Poster
Softstar: Heuristic-Guided Probabilistic Inference
Mathew Monfort · Brenden M Lake · Brenden Lake · Brian Ziebart · Patrick Lucey · Josh Tenenbaum

Wed Dec 9th 07:00 -- 11:59 PM @ 210 C #45 #None

Recent machine learning methods for sequential behavior prediction estimate the motives of behavior rather than the behavior itself. This higher-level abstraction improves generalization in different prediction settings, but computing predictions often becomes intractable in large decision spaces. We propose the Softstar algorithm, a softened heuristic-guided search technique for the maximum entropy inverse optimal control model of sequential behavior. This approach supports probabilistic search with bounded approximation error at a significantly reduced computational cost when compared to sampling based methods.
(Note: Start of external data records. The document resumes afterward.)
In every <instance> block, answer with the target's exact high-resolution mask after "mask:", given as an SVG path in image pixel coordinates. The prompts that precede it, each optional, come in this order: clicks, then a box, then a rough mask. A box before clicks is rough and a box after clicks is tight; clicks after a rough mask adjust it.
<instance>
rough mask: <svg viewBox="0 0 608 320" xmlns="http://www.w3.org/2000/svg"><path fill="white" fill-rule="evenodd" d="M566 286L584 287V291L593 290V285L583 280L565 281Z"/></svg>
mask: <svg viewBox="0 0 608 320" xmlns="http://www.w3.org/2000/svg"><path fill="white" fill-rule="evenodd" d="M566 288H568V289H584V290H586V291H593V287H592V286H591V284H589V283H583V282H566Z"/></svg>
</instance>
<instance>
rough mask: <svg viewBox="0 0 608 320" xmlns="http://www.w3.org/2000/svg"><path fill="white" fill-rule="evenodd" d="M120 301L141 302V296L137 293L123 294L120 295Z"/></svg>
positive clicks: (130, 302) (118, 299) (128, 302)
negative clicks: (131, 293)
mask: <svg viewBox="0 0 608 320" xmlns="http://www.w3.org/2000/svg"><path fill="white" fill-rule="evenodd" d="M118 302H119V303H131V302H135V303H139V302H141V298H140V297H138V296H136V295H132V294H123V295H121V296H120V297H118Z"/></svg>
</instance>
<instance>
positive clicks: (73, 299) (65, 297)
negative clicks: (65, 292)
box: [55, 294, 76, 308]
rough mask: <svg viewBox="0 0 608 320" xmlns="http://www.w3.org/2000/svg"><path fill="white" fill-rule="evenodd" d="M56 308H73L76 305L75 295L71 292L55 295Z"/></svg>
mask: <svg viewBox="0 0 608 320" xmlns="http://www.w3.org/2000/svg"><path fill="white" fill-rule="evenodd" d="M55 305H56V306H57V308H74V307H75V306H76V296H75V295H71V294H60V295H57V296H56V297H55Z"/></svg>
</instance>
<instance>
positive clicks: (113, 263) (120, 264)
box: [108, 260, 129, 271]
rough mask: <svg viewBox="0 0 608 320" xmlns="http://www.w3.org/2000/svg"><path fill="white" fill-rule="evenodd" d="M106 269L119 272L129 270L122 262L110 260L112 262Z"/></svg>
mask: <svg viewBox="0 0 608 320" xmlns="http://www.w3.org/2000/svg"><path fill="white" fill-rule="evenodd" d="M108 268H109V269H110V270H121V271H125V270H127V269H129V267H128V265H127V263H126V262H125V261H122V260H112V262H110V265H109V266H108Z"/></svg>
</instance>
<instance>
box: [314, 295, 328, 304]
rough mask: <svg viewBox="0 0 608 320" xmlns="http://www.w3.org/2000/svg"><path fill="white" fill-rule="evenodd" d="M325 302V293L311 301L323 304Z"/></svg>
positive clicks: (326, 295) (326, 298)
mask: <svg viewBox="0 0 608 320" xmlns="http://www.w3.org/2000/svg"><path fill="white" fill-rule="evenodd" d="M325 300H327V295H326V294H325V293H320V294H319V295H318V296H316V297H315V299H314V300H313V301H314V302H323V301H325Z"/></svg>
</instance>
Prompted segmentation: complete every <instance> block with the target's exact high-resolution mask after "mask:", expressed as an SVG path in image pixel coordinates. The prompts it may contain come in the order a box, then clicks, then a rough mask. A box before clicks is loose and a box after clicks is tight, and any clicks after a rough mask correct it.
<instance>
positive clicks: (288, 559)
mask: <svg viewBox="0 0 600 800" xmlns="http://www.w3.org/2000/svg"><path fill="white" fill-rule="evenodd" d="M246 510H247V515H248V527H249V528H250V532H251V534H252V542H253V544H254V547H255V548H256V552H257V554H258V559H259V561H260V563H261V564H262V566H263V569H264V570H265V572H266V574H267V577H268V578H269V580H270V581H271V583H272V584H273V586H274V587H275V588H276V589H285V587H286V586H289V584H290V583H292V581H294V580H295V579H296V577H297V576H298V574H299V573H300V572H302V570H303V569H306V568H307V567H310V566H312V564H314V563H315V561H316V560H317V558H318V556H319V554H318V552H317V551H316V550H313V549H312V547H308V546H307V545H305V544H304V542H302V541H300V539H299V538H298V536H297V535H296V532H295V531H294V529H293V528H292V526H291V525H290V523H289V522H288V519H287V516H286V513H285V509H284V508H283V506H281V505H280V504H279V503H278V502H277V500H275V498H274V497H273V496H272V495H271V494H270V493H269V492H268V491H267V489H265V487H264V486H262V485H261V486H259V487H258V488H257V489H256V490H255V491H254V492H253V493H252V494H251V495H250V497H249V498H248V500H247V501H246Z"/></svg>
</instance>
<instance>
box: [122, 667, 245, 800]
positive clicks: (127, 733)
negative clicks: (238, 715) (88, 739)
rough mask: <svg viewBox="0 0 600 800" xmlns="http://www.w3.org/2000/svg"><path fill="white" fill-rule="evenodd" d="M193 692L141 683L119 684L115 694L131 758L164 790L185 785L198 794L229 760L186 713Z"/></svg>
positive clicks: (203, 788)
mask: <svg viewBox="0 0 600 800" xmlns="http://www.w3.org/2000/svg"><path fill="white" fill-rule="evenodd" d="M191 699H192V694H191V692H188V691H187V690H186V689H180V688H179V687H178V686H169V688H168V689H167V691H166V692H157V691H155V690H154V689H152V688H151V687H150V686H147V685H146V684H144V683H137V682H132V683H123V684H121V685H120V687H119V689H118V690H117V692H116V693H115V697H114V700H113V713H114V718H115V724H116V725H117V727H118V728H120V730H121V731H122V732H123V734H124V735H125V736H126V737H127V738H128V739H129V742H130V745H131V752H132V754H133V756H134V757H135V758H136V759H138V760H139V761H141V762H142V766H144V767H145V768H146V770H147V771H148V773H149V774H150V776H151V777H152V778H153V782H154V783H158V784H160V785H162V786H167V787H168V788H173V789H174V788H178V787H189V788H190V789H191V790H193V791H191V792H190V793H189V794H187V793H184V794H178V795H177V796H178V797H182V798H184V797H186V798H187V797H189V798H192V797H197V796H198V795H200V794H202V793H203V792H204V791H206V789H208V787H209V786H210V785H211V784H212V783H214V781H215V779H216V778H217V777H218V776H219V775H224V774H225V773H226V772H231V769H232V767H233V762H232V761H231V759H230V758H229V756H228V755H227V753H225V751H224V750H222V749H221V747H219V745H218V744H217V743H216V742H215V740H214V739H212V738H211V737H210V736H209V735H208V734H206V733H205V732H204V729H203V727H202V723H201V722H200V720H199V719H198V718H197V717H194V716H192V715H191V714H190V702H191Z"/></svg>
We present the algorithm, analyze approximation guarantees, and compare performance with simulation-based inference on two distinct complex decision tasks.

Author Information

Mathew Monfort (University of Illinois at Chicago)
Brenden M Lake (MIT)
Brenden Lake (New York University)
Brian Ziebart (University of Illinois at Chicago)
Patrick Lucey (Disney Research Pittsburgh)
Josh Tenenbaum (MIT)

Josh Tenenbaum is an Associate Professor of Computational Cognitive Science at MIT in the Department of Brain and Cognitive Sciences and the Computer Science and Artificial Intelligence Laboratory (CSAIL). He received his PhD from MIT in 1999, and was an Assistant Professor at Stanford University from 1999 to 2002. He studies learning and inference in humans and machines, with the twin goals of understanding human intelligence in computational terms and bringing computers closer to human capacities. He focuses on problems of inductive generalization from limited data -- learning concepts and word meanings, inferring causal relations or goals -- and learning abstract knowledge that supports these inductive leaps in the form of probabilistic generative models or 'intuitive theories'. He has also developed several novel machine learning methods inspired by human learning and perception, most notably Isomap, an approach to unsupervised learning of nonlinear manifolds in high-dimensional data. He has been Associate Editor for the journal Cognitive Science, has been active on program committees for the CogSci and NIPS conferences, and has co-organized a number of workshops, tutorials and summer schools in human and machine learning. Several of his papers have received outstanding paper awards or best student paper awards at the IEEE Computer Vision and Pattern Recognition (CVPR), NIPS, and Cognitive Science conferences. He is the recipient of the New Investigator Award from the Society for Mathematical Psychology (2005), the Early Investigator Award from the Society of Experimental Psychologists (2007), and the Distinguished Scientific Award for Early Career Contribution to Psychology (in the area of cognition and human learning) from the American Psychological Association (2008).